第5話 ソファ
はめ殺しの窓の、その玻璃をそっと撫でる。
ふとした気配に振り向いた。
音もなく現れたその人は、すでに頭を下げていた。
「私をお呼びであると聞きました。いかようなご用事もお申し付け下さいませ」
「お忙しいのに来てくださってありがとう。昨日、私は貴方に失礼なことを聞いてしまったから謝りたいのです。申し訳ありませんでした」
「……」
布ごしに口を開閉する気配がした。
「仰っていることが分かりかねます。何のことでしょうか?」
「昨日貴方に質問したわ。どうしてここにいるのかって。失礼なことを聞いてしまったと思ったのです」
「…アイリス様。私は何でもございません。何者でもありません」
私は目をぱちくりする。
言っていることの意味が飲み込めない。
「例えば…」
つい、と先ほどまで私が眠っていたベッドを指差す。
「あの寝台で眠った後、何か思うことはありますか?」
私はふるふると首を振る。
「私たちは物です。会話をし、動くことができるだけの。気に病まれる必要はございません」
「それでもよ」
「私はアイリス様にこの場で壊されたとしても、些かも心が動くことはございません」
「それでも、それでもよ…」
ぎゅうと拳を握った。
「アイリス様のご負担になるならば、私は消えた方がよろしいでしょうか?」
「違う!違うの!お願いだから…ごめんなさい…行かないで…」
表情は分からないけれど、戸惑っているのがわかる。
咄嗟にその人の衣服を掴んで縋る。
乱れる呼吸を、はあと整えた。
「…お願いがあります」
「なんなりと」
「次の食事の時まで、私の話し相手になって頂ける?」
「主様をお呼びしましょうか?」
「貴方が良いの」
「私は人間のような心を汲んだ会話は出来かねますが…」
「………」
「アイリス様、ご指示を」
「貴方とお話がしたいわ」
「かしこまりました」
「座ってくださる?」とベッドを差したけれど「お仕えしている方の寝台に腰を下ろすことはできません」と言われてしまった。
仕方なく、私は窓辺に歩み寄る。
「この窓は、魔物がつけてくれたのかしら?」
「間接的にではございますが、理屈はその通りでございます」
「それはなぜ?」
「アイリス様がそう望まれたからです。この屋敷は、如何様にも好きに作り替えることができます故」
「私が…望んだ?」
布がふっと揺れた。息を吐いたのだろう。
「例えば…このように…」
先ほどまではなかったソファが現れた。
「私は…そんな…」
「座るところをアイリス様が望んだからです。

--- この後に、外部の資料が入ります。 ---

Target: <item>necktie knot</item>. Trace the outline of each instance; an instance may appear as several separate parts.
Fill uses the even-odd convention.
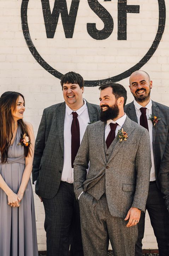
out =
[[[112,130],[115,131],[116,129],[116,127],[118,125],[118,124],[117,123],[110,123],[110,129]]]
[[[77,117],[78,115],[76,112],[72,112],[72,114],[73,115],[73,118],[76,118]]]
[[[140,108],[141,114],[146,114],[146,110],[147,108],[141,107]]]

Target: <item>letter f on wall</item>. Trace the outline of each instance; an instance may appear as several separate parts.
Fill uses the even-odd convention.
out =
[[[80,0],[72,0],[68,14],[66,0],[55,0],[52,12],[49,0],[41,0],[47,38],[53,38],[61,14],[66,38],[72,38]]]

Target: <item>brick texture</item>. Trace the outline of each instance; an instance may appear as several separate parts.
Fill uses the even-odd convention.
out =
[[[49,1],[52,11],[54,0],[43,1],[47,3]],[[139,6],[139,12],[136,13],[135,11],[127,13],[127,20],[123,13],[124,17],[119,20],[122,22],[122,26],[119,27],[118,19],[121,6],[118,6],[118,1],[119,4],[125,2],[124,0],[101,0],[99,1],[101,6],[98,7],[96,4],[92,10],[89,0],[88,2],[80,1],[72,37],[66,38],[60,15],[53,38],[47,38],[41,1],[30,0],[27,10],[28,24],[33,43],[46,63],[60,73],[75,71],[81,74],[85,80],[90,81],[107,79],[124,72],[136,65],[150,49],[157,32],[159,12],[163,14],[163,16],[161,17],[162,23],[158,36],[162,33],[165,18],[164,6],[159,12],[157,0],[128,0],[126,3],[128,6]],[[26,1],[24,2],[25,3]],[[169,106],[169,3],[167,0],[158,2],[161,8],[163,5],[162,2],[165,2],[167,14],[164,32],[153,55],[141,69],[148,73],[153,80],[152,98]],[[69,13],[71,1],[67,0],[66,2]],[[24,118],[33,124],[36,135],[43,109],[62,101],[63,97],[59,79],[37,62],[34,57],[36,57],[36,53],[34,52],[34,57],[27,44],[22,26],[22,4],[21,0],[1,0],[0,2],[0,95],[8,90],[18,91],[23,94],[26,107]],[[95,13],[95,10],[98,11],[101,6],[105,8],[102,7],[103,17],[100,13]],[[106,10],[112,18],[113,28],[112,33],[106,39],[102,39],[101,37],[108,34],[112,25],[112,19],[107,18],[104,10]],[[25,8],[23,10],[25,10]],[[108,15],[106,13],[106,16]],[[25,15],[25,12],[23,10],[22,15]],[[68,26],[72,22],[65,23]],[[107,25],[106,22],[108,22]],[[91,23],[96,23],[97,31],[103,30],[102,34],[100,32],[95,33],[99,40],[91,36],[91,30],[90,34],[88,32],[87,24]],[[118,40],[118,35],[124,29],[123,26],[126,23],[127,39]],[[27,32],[25,27],[25,24],[23,24],[23,29]],[[69,27],[68,27],[69,31]],[[122,32],[121,36],[123,36]],[[156,38],[155,42],[157,39]],[[129,102],[133,100],[133,97],[128,86],[128,78],[123,76],[120,78],[120,82],[128,91],[127,102]],[[92,83],[90,84],[92,85]],[[90,102],[99,104],[99,95],[97,87],[85,88],[84,97]],[[35,194],[34,198],[38,248],[39,250],[43,251],[46,249],[44,209],[42,203]],[[148,214],[143,248],[157,248]]]

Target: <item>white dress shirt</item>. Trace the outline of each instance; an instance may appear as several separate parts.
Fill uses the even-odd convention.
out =
[[[66,104],[64,123],[64,156],[63,167],[61,181],[68,183],[74,181],[73,168],[71,164],[71,126],[73,119],[72,112],[76,112],[80,128],[80,142],[81,143],[88,123],[90,122],[88,109],[86,100],[84,105],[76,111],[73,111]]]
[[[136,115],[137,116],[138,123],[140,124],[140,118],[141,114],[140,108],[142,107],[142,106],[137,102],[135,100],[134,100],[134,104],[135,107]],[[152,121],[149,120],[149,116],[152,114],[152,101],[150,100],[148,103],[145,107],[147,108],[146,110],[146,115],[147,118],[148,127],[148,132],[149,133],[150,140],[150,146],[151,148],[151,156],[152,166],[150,172],[150,181],[153,181],[156,180],[156,175],[155,174],[155,167],[154,163],[154,155],[153,154],[153,124]]]
[[[118,123],[118,125],[117,126],[116,128],[116,130],[115,131],[115,136],[116,136],[118,132],[118,130],[120,129],[121,129],[122,128],[123,125],[124,124],[124,123],[125,121],[126,118],[126,114],[125,113],[124,116],[123,116],[122,117],[120,117],[120,118],[118,118],[118,119],[117,119],[116,120],[116,121],[113,121],[111,119],[110,119],[109,120],[108,120],[107,121],[106,124],[106,126],[105,127],[105,141],[106,140],[107,137],[108,136],[109,133],[110,132],[111,129],[110,129],[110,124],[111,123]]]

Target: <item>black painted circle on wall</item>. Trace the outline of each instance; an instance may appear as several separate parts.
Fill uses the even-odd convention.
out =
[[[30,38],[28,24],[27,10],[29,0],[22,0],[21,15],[22,30],[28,47],[33,57],[37,62],[46,70],[56,77],[60,79],[63,75],[51,67],[43,59],[37,50]],[[161,39],[165,28],[166,10],[165,0],[158,0],[159,10],[158,27],[153,43],[145,55],[137,64],[121,74],[106,79],[100,80],[85,80],[86,86],[95,86],[101,85],[107,82],[116,82],[129,76],[131,73],[140,69],[152,57]]]

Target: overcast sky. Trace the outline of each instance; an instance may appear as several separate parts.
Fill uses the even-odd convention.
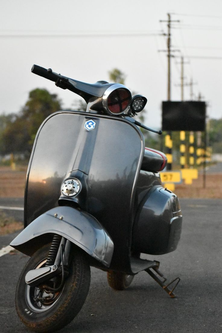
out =
[[[146,125],[161,126],[167,99],[167,13],[172,20],[172,100],[179,100],[180,57],[184,82],[191,78],[210,118],[222,117],[221,0],[0,0],[0,114],[17,112],[30,90],[45,88],[64,108],[80,98],[31,72],[35,64],[81,81],[109,81],[114,68],[125,85],[147,99]],[[118,35],[119,36],[117,36]],[[194,57],[197,57],[195,58]],[[199,58],[200,57],[200,58]],[[190,99],[190,86],[184,99]]]

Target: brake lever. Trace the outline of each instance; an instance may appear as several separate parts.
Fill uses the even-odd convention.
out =
[[[133,119],[133,118],[131,118],[131,117],[127,116],[124,117],[124,118],[127,120],[129,120],[131,123],[133,123],[135,125],[136,125],[137,126],[139,126],[140,127],[142,127],[142,128],[144,128],[145,130],[147,130],[147,131],[149,131],[151,132],[153,132],[153,133],[156,133],[157,134],[159,134],[159,135],[161,135],[163,133],[162,131],[161,131],[161,130],[159,131],[155,131],[155,130],[152,130],[151,128],[149,128],[149,127],[147,127],[146,126],[145,126],[145,125],[143,125],[140,123],[139,123],[139,122],[137,122],[137,120],[135,120],[135,119]]]

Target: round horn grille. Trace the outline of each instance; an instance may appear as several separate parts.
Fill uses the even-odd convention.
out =
[[[61,187],[62,193],[67,196],[75,195],[80,189],[80,183],[74,178],[66,179]]]

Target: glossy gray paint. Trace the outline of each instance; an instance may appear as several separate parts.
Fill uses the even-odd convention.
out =
[[[140,202],[133,230],[132,248],[153,255],[174,251],[180,239],[182,222],[176,195],[162,186],[153,186]]]
[[[94,130],[84,128],[87,120]],[[133,124],[114,117],[69,111],[53,114],[37,134],[27,174],[25,226],[59,204],[78,204],[107,231],[114,250],[111,269],[130,272],[130,246],[137,178],[144,149]],[[76,196],[61,192],[75,177]]]
[[[70,207],[56,207],[41,215],[24,229],[10,245],[31,256],[35,238],[43,234],[52,233],[61,235],[103,264],[110,265],[113,244],[108,233],[93,216]],[[41,239],[39,238],[38,246],[43,245],[47,238],[42,238],[41,244]]]

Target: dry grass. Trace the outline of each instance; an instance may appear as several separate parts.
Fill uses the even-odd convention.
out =
[[[25,168],[13,171],[9,167],[0,167],[0,197],[24,197],[26,176]],[[204,188],[203,175],[199,175],[191,185],[177,185],[175,192],[179,198],[222,199],[222,173],[207,174],[205,185]],[[0,235],[14,232],[23,226],[22,222],[0,211]]]
[[[0,197],[24,197],[26,168],[13,171],[9,166],[0,167]]]
[[[0,211],[0,236],[14,232],[23,227],[22,222],[16,221],[13,217],[7,216]]]
[[[177,185],[175,191],[179,198],[222,199],[222,173],[206,175],[205,187],[203,175],[199,175],[191,185]]]

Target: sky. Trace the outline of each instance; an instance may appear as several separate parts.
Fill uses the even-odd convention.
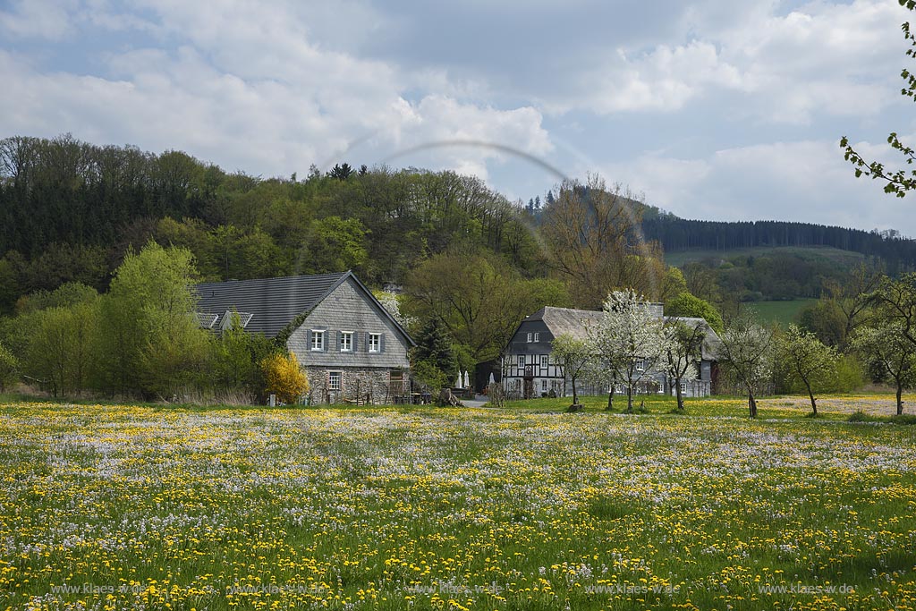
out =
[[[598,174],[684,218],[916,236],[847,136],[916,143],[897,0],[0,0],[0,137],[227,171],[453,169],[527,202]]]

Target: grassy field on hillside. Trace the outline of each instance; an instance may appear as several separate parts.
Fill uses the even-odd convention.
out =
[[[0,405],[0,608],[913,608],[916,427],[739,403]]]
[[[788,327],[796,322],[799,312],[806,306],[816,303],[817,300],[791,300],[783,301],[750,301],[744,304],[752,310],[757,319],[764,324],[779,322]]]

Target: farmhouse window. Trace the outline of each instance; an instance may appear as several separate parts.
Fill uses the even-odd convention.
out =
[[[341,371],[332,371],[328,373],[328,390],[340,390],[344,378]]]
[[[311,330],[311,349],[316,351],[324,350],[324,332],[315,329]]]

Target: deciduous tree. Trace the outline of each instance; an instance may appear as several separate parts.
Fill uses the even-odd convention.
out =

今はこのように簡素な部屋も、アイリス様好みに作り変えられていきます」
「…望んだのかしら、私が…」
「主様のお力です」
私はその力の片鱗を感じて息を飲んだ。
「魔物は…何者?私はなぜあの人に妻として望まれたのかしら?」
「覚えていないと…いや、覚えてないふりなのではと主様は仰っていました。本当に覚えていないのですね?」
二人とも目の前のソファに座ることなく対峙する。